New data showed the US economy shrinking at an annualized 5.7% pace during the first quarter of 2009, while domestic prices rose 2.8% from a year earlier.
That pegged the Federal Reserve's key interest rate more than 2.5% below zero in real terms.
"A combination of a weaker Dollar and rising inflation expectations would represent the perfect storm for gold," says John Reade, chief commodities analyst at UBS in London.
"[Gold's] break of 966 should move focus to the previous major high 1006," says Scotia Mocatta's daily update.
"Physical selling has declined, providing very little resistance to the move higher," reports Walter de Wet at Standard Bank. "We expected gold scrap selling to intensify above $950."
Analysis from London dealers Mitsui puts global scrap gold supplies near 1,000 tonnes for the first quarter of this year - equal to 40% of annual world Gold Mining supply.
But "So much scrap entered the market in the recent past that there is not going to be as much available in the next gold rally," says one respondent to its latest Refining Monitor.
Friday's new 3-month high in Gold only came for US investors, meantime, as the Dollar fell yet again on the currency markets.
Euro investors saw gold reach a 3-week high at €695 per ounce, while the single currency broke new 2009 highs above $1.41.
UK investors saw the Gold Price in Sterling touch £606 an ounce - the best level in eight trading sessions - as the Pound reached and breached a 6-month high at $1.61.
The "commodity currencies" of Australia and Canada also surged vs. the Dollar, leaving gold little changed from last week's closing price.
Government bond prices gained, pushing yields lower, while world stock markets rose sharply, with London's FTSE100 rising 1.8% for the week.

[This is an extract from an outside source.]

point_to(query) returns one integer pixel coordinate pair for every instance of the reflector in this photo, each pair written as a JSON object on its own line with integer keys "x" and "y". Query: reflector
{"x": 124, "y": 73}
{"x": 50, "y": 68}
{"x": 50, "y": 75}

The German Dax added 1.3% on Friday morning to near the 5,000 level lost in Oct. '08.
Crude oil broke above $65 per barrel, base metals rose on a sharp jump in Japan's industrial output, and emerging-market bonds were on track for their best 3-month performance since 2002 as the New York opening approached.
Data from Merrill Lynch, quoted by Bloomberg, today showed Argentine debt climbing 28% this month alone, while Ukraine debt added 17%.
Behind the current rally, however, "The magnitude of the [debt] crisis in Central and Eastern Europe is hard to exaggerate," says Institutional Investor magazine.
"Banks in the region will need to refinance more than $130 billion in debt this year...Compounding the problem, half or more of all bank debt in key markets like Hungary, Romania and Ukraine is denominated in Euros, Swiss Francs or Dollars, and the real cost of servicing it has soared as local currencies have plunged."
Meantime in Beijing, China, US Treasury secretary Tim Geithner will begin talks this weekend aimed at "laying the foundation for balanced, sustained growth in the future," according to source quoted by Reuters.
"For China, this involves stronger domestic demand growth, shifting the structure of the domestic economy to serve domestic demand...It's important in bringing these shifts about to have a flexible exchange rate that the Chinese have committed to move toward."
The Gold Price in Yuan pushed higher again early Friday, after closing in Shanghai back above CNY200 per gram ahead of Thursday's "Dragon Boat" holiday.
Across in Vietnam - the sixth largest gold buying nation worldwide - the Gold Association this month asked the government to remove last spring's ban on gold imports after domestic prices jumped far above international Spot Gold rates.
"The government should allow gold imports again to stabilise the domestic market," says Nguyen Thanh Truc. "A normal market needs to include both import and export activities."